The story is all about the politics of touch, and the rules around whom you could touch, and whom you couldn't touch. Who is clean, and who is unclean. The whole scandal about this text is around the fact that Jesus is hanging out with people who are unclean and impure. But the person who transgresses a huge boundary for that social system, for that culture, is not Jesus, but this woman--by touching him, a well-recognized holy man. And Jesus turns around, and he doesn't castigate her for making him ritually unclean; and on the other hand, he also doesn't say, "You're welcome. I'm glad I could help you out today." No, he says, "Your faith has saved you."
I just want to make one simple point today about this story. This story, as I said, I think says something about the nature of faith...that faith is not simply some abstract inner conviction--it is perhaps that too--but faith is nothing if it is not something that moves us to act. Faith is action. Faith happens when this woman was bold enough to reach out and touch the holy man, bold enough transgress a boundary that kept people from each other.
Faith is what we do. Frederick Buechner once said, "Faith is the word that describes the direction our feet start moving when we realize we are loved." For Abraham, faith wasn't some abstract proposition within his heart--it's what made his feet move in the direction of the Promised Land, based on nothing but a vision of what God would do for him and his future descendents.
So I want to leave us with just one simple exhortation from this story, and that's this: to touch someone this week. In the original version of my sermon I was going to say a lot about the politics of touch in our own culture, and how ambivalent our culture teaches us to feel about touching each other. Even that exortation--to touch someone this week--seems a bit creepy, doesn't it? Go and touch someone--when we have so much ambivalence about touching one another. And it is, indeed, one of the most intimate things we can do as human beings: to touch one another.

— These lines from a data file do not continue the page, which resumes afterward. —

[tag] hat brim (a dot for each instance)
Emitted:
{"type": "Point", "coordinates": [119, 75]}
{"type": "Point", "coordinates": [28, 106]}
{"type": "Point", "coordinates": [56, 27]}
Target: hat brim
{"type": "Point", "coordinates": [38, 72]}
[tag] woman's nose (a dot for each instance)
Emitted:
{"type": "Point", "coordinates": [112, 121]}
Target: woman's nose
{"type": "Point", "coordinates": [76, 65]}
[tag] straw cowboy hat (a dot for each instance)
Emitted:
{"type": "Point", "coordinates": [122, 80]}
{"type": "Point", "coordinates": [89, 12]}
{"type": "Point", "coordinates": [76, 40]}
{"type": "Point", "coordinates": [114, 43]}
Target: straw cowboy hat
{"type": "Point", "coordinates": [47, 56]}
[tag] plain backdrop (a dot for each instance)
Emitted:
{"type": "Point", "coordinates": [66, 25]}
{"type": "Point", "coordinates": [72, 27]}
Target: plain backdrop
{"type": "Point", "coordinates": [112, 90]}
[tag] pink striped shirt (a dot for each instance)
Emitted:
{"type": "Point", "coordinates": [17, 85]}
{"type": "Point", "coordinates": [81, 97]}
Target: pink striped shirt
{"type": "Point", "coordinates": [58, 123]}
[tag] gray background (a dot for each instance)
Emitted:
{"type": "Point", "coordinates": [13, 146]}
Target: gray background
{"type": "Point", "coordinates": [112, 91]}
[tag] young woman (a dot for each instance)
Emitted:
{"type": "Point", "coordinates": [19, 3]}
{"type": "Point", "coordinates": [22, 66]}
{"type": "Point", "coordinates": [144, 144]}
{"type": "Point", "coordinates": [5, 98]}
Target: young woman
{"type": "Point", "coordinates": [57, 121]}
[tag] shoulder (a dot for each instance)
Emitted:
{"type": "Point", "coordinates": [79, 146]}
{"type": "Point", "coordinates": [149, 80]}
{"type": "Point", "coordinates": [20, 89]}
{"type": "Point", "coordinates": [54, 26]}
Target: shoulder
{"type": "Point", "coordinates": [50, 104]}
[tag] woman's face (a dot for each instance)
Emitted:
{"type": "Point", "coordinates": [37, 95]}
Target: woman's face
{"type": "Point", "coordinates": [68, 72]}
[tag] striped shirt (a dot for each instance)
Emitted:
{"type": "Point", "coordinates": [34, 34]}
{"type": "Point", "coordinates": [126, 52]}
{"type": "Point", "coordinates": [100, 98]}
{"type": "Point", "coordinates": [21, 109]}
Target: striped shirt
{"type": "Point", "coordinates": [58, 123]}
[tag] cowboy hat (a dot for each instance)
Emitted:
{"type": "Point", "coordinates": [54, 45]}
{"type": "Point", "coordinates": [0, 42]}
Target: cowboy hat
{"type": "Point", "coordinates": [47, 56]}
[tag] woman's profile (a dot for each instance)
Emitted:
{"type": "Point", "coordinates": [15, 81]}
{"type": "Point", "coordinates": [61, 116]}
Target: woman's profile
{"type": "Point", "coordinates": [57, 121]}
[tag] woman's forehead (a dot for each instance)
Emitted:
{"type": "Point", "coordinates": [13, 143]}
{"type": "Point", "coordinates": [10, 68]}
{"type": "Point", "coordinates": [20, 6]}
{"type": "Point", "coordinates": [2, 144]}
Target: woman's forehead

But we're afraid of touching each other, even though we might be so hungry, so yearning to be touched. We're afraid of the intimacy to which that might expose us. My exhortation is to touch someone--maybe not literally, but perhaps. The person that you touch might even be the person with whom you share a bed. It might be the person that you would never notice, going to work. But touch someone this week. Find a way to go past the boundary that keeps you comfortable, and someone else unloved. Be bold enough to insist on being touched, and being loved, because it is in that bold and beautiful and faithful and loving intimacy that we know the power of Christ, and Christ's healing.
So this week, touch someone. Touch someone's life, even if it's uncomfortable. Amen.